Shares of artificial intelligence-powered insurance expert Lemonade (LMND 8.23%) have not been treated nicely in 2021. The stock has fallen more than 65%, year to date. This came after a combination of blows to the business, especially in the first quarter. 

Some of the drop is justified, but I do believe that the stock market overreacted. Mainly, the low share price doesn't appear to account for a recent acquisition and the launch of a big product: Lemonade Car.
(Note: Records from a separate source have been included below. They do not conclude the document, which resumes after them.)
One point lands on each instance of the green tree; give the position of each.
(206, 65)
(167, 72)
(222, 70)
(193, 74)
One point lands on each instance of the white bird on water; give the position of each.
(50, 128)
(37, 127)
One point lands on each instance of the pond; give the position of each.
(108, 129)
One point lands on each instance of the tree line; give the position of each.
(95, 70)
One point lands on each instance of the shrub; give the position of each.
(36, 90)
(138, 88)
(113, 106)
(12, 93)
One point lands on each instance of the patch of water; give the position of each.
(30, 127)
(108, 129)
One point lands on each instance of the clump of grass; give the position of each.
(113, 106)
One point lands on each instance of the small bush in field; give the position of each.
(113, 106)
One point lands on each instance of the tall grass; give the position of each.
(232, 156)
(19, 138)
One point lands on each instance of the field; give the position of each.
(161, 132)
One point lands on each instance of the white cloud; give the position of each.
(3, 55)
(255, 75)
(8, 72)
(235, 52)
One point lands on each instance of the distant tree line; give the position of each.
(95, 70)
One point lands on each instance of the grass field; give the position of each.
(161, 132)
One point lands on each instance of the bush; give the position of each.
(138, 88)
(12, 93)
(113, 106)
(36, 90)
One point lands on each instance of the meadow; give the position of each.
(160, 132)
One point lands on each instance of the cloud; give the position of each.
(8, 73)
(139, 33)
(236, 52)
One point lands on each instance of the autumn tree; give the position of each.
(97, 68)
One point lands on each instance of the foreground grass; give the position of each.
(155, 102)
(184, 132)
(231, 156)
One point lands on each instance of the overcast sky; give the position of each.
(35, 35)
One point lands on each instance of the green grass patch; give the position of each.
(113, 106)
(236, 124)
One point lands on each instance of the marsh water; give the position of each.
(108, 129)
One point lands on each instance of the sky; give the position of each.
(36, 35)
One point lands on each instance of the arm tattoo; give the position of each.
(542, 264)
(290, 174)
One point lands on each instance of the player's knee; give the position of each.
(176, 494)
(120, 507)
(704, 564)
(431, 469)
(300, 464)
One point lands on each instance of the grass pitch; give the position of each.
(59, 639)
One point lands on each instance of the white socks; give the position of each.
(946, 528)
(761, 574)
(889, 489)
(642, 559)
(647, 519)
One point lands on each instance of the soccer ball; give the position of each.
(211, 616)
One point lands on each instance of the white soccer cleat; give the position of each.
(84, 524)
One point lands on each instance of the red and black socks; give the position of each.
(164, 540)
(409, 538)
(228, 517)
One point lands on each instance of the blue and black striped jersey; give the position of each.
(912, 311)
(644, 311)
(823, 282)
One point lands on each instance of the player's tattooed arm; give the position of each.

If the company can focus on gathering more data for its AI and use its recent buyout of MetroMile to mature its newest product, I think Lemonade investors could see a generous bounce back in 2022. 

Person at a desk in deep thought, with a floor-to-ceiling bookcase in the background.

Image source: Getty Images.

Lemonade offers insurance in a unique way. The company's decision process, both for applications and claims, is determined primarily by artificial intelligence and computerized bots. The benefit to this is that applicants can get approved for insurance or claims in seconds, and this customer-friendly approach has allowed the company to see rapid adoption. Lemonade was the fastest-ever insurance company to reach 1 million customers, and it currently has over 1.3 million customers. As a result of this rapid scaling, the company has also been adding products at a brisk clip, including two in 2021 alone. The primary and most exciting addition, of course, is Lemonade's car insurance product.

Why it fell

This quick scaling of the product offering is the first reason shares have fallen. Because of Lemonade's major focus on AI, when the company expands into new products, its AI needs to take time to gather data and learn from it. This process allows Lemonade's systems to become more accurate in their decision-making.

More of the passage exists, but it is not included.